To explain: every year, an exhibition of wildlife photography is held at the Natural History Museum in London - a fabulously beautiful building in itself, a huge Victorian pile designed as a kind of temple to science. It looks like basic Victorian Gothic architecture, but up close, you'll see that all the columns and panels have been cast with decorations, like carved gargoyles in a church. Only they're not gargoyles, they're monkeys and fish and snakes and lizards and mice, and animals of all kinds. Its exhibitions are good, but nothing tops the building itself.
Or so I thought. Then I went to this exhibition. It was very simple: mildly soothing ambient music, combined with a collection of the year's best wildlife photos, mounted on lightboxes so they shone out from the walls. That's all.
I can't remember when I've been so happy, so touched, so relaxed in my life.
Every picture is a masterpiece of composition. And the subjects themselves, well, they have a chimp catching termites from the air! They have macaques trekking through the snow! They have pikes lurking in the green depths! Photographs so beautiful that they're almost hyper-real.
I'm a complete baby when it comes to pictures of animals, I'll admit it. But these are the best you'll ever see. And you can see them all at this website, or at least, you can at the time of posting, and I hope it's a long time before they take it down. The pictures are fairly small and low res, alas, but you can still get a sense of them. If you have any love of being transported, give these photographs a look.
Monday, July 24, 2006
And so it begins . . .
A few short months ago, I was sitting at an office desk, reflecting with contentment on the neat little Excel document that was my visual guide to getting the books I edited off to the printers on time. It was blue and white; it had a nice font, I had the target dates all lined up. I had a calendar with Scottish landscapes sitting on my printer. I met deadlines. The satisfaction of filling in the boxes, the speed with which I replied to e-mails, the consistency with which I worked through the day . . . all of them are fading into the distance.
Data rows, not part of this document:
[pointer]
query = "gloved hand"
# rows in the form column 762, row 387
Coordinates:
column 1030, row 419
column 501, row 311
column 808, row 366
The thing is, I'm now a full-time writer.
On August 3 2006 in my native England, my first novel hits the shelves. It's August 8 in America, as the story involves werewolves and August 8 is a full moon night - an idea my erudite father is teasing me about, but I personally think is cute. As I've also had the good fortune to sell movie rights, I packed in my job and hopped the fence: I am now an ex-editor novelist.
I am terrified.
Welcome to my blog.
Sunday, July 23, 2006
Welcome to Kit Whitfield's site!
Check back soon for news & extras.
Launch date: 3 August in the UK, 8 August in the US - the latter a full moon night! Foreign rights to Benighted/Bareback have so far sold to China, Denmark, Germany, Italy, the Netherlands, Russia and Sweden. A contract for movie rights is currently being worked out with Warner, who were the winners of an auction. Bareback/Benighted was listed as one of three "debuts in demand" at the Frankfurt Book Fair by Joel Rickett of the Guardian, 29 October 2005.